Why Ad Blockers Have Mobile In The Sights

For some time now, we’ve been told that digital consumers are becoming more concerned than ever before about their online privacy. Even so, many have assumed that this is one area where most people are simply talking the talk. After all, it’s pretty easy to say that you’re worried about your digital footprint (which 6 in 10 Internet users do), whereas it requires rather more effort and knowledge to do anything about it.

In actual fact, there already are sizable minorities who are taking proactive steps when they use PCs and laptops; in an average month, GWI’s research shows that 45% of online adults will use a private browsing window, 4 in 10 will delete cookies, 1 in 4 will use either an ad blocker or a VPN, and some 15% will deploy anti-tracking software. That some of these behaviours have already become so common should be by far the most striking thing here. Yes, expressed concerns are still ahead of reactive measures, but in places the gaps are anything but sizable. Digital consumers really have become a lot savvier and more hands-on than many have been willing to acknowledge.

It’s in this context that we should be viewing the recent release of AdBlock Plus for Android. To date, the world of mobile has been largely protected from ad blockers; it has been difficult for these tools to replicate the functionality they can offer on PCs, and those which have tried to do so have faced major opposition from the big players in the field (as just one example, a previous version of AdBlock Plus for Android was forced out of the Google PlayStore because it interfered with apps).

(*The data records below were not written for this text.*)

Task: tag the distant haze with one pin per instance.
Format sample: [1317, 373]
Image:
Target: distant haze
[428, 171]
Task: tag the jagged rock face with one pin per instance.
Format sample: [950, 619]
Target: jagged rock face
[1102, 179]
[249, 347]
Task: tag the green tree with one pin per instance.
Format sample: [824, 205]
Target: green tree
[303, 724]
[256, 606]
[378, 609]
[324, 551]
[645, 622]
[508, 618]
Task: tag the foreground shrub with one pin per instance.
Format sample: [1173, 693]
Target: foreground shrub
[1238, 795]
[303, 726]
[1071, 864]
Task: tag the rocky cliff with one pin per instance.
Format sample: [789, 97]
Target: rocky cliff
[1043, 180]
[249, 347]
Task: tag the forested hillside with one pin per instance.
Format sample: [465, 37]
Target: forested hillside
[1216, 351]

But while the industry might be able to win individual battles, it’s absolutely clear that more and more sophisticated mobile ad blockers are on the horizon. Equally apparent is that they have a substantial potential audience: already, 3 in 10 of those with an Android phone are using blocking tools on their PCs/laptops (with the numbers being exactly the same among iPhone users, for whom a separate version of AdBlock Plus is in development).

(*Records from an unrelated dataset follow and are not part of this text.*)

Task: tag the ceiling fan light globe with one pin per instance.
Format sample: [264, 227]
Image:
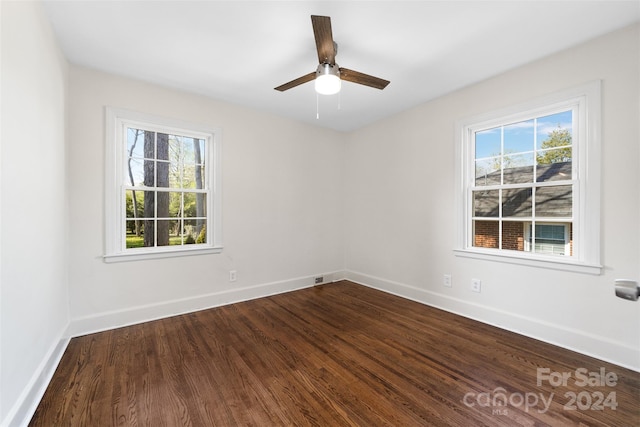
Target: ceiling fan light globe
[328, 84]
[328, 79]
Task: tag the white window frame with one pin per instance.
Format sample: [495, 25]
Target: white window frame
[117, 121]
[586, 170]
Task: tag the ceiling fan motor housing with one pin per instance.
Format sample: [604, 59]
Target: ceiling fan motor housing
[328, 79]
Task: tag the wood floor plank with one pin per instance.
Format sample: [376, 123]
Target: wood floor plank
[333, 355]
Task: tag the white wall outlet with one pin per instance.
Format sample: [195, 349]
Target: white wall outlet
[446, 280]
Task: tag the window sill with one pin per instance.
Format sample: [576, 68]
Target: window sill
[532, 261]
[134, 255]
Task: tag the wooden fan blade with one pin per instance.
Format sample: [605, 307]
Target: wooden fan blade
[324, 39]
[363, 79]
[296, 82]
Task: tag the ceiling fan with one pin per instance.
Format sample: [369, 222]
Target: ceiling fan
[328, 74]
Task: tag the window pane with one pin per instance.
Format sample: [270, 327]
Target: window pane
[163, 228]
[162, 174]
[518, 168]
[192, 176]
[200, 155]
[553, 172]
[148, 204]
[486, 203]
[518, 137]
[488, 143]
[554, 201]
[149, 233]
[554, 130]
[175, 205]
[194, 205]
[545, 231]
[488, 171]
[194, 231]
[134, 238]
[513, 236]
[135, 143]
[517, 202]
[485, 234]
[550, 239]
[134, 201]
[134, 172]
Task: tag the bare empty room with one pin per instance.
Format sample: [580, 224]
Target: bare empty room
[319, 213]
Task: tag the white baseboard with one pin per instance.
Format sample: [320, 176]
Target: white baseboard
[134, 315]
[22, 412]
[583, 342]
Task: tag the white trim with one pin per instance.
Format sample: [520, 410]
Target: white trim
[587, 177]
[597, 346]
[149, 312]
[116, 120]
[27, 403]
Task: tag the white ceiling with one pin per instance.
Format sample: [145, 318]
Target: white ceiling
[238, 51]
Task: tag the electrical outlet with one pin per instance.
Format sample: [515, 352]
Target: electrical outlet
[446, 281]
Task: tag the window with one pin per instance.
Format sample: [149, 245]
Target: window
[529, 183]
[163, 196]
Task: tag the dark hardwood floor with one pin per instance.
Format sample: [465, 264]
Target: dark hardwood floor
[333, 355]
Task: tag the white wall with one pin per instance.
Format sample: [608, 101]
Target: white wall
[282, 208]
[399, 211]
[33, 262]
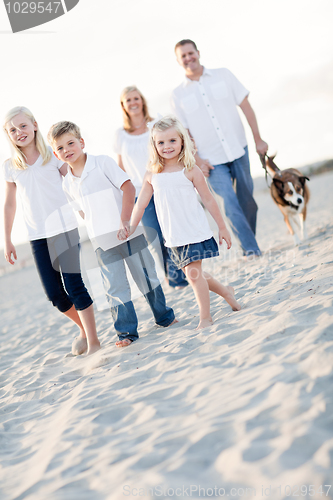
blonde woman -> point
(174, 179)
(131, 146)
(35, 173)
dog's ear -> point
(278, 183)
(302, 179)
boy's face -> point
(68, 148)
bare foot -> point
(173, 322)
(204, 323)
(230, 298)
(124, 343)
(79, 346)
(93, 348)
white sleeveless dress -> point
(183, 221)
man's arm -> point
(204, 165)
(9, 215)
(261, 146)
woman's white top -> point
(180, 215)
(134, 154)
(45, 207)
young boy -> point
(104, 196)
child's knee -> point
(61, 302)
(193, 272)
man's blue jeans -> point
(118, 291)
(239, 206)
(175, 276)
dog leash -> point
(263, 163)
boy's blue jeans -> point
(117, 288)
(240, 207)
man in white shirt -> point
(206, 103)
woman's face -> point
(132, 103)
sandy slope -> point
(245, 404)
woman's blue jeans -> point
(118, 291)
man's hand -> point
(9, 250)
(124, 231)
(261, 147)
(225, 235)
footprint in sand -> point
(24, 15)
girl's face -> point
(21, 130)
(132, 103)
(168, 144)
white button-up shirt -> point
(208, 108)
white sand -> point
(245, 404)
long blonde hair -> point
(18, 158)
(187, 153)
(126, 118)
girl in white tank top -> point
(174, 179)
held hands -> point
(205, 167)
(9, 250)
(225, 235)
(125, 230)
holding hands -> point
(225, 235)
(124, 231)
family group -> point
(162, 165)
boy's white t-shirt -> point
(97, 193)
(45, 207)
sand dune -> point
(243, 407)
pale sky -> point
(75, 67)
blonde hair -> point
(187, 153)
(126, 118)
(18, 158)
(61, 128)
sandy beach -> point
(243, 409)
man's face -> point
(188, 57)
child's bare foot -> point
(93, 348)
(124, 343)
(230, 298)
(204, 323)
(79, 346)
(173, 322)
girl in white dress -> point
(131, 146)
(35, 173)
(174, 179)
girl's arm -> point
(120, 163)
(199, 182)
(9, 215)
(144, 198)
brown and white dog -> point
(291, 194)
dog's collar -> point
(286, 203)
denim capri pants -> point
(183, 255)
(58, 264)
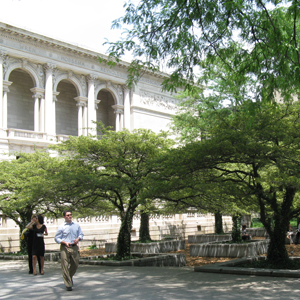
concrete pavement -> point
(143, 283)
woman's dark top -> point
(38, 246)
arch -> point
(105, 111)
(111, 89)
(71, 78)
(20, 103)
(25, 67)
(66, 109)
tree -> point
(112, 173)
(23, 185)
(255, 159)
(252, 39)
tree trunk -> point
(144, 228)
(218, 223)
(236, 229)
(277, 254)
(124, 237)
(25, 219)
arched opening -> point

Across the two biggest mobile operating systems globally, that means that almost 1 in 3 users are already attempting to block ads on PCs. That they would be keen to do the same on their smartphones seems extremely likely -- and perhaps most worrisome of all for mobile advertisers, this action tends to be most pronounced among key target groups (peaking among 16-34s, the top income quartile and in mature digital markets in North America and Europe -- with places like Germany, Sweden, France and Canada at the very forefront).

To date, some industry experts and brand spokespeople have decried the move toward ad blockers, chastising those developing them for supposedly jeopardising the free, ad-supported content and services that consumers have become so used to enjoying. At times, they have also delighted at pointing out that current mobile ad blockers can only restrict ads in mobile browsers, rather than inside apps (which are accounting for a progressively bigger share of mobile traffic).

Trouble is, all that seems a little reminiscent of other industries that have tried to combat or deny digital advances rather than finding ways to embrace and work with them. And it misses one major point: that significant minorities of consumers have become so anti-advertising in their mindset that they would actively seek out these measures. Indeed, some in the industry have been quick to attack mobile ad blockers but staggeringly slow to address the slew of abysmally poor-quality mobile ads currently out there (you know, the ones that take over the whole screen without there being any obvious way to close them, or those that place a link right next to the “x -- meaning that most users end up clicking through by accident). Outside of the very worst Web sites, such ads have long been banished from the “normal” Web; that they’re still so commonplace on the mobile Internet is a clear sign that user experience needs to become much more of a priority. Work also needs to be done in terms of educating users about how their free services are being funded.

As we move further and further toward an opt­-in internet, anti-tracking and pro-privacy options are becoming the default and consumers will become still savvier about controlling their online environments. That means advertising needs to work harder to prove its value rather than simply attacking the blockers. Indeed, while the current version of Adblock Plus for Android might not work inside mobile browsers, it’s something of a certainty that each successive version will move closer and closer toward such a goal.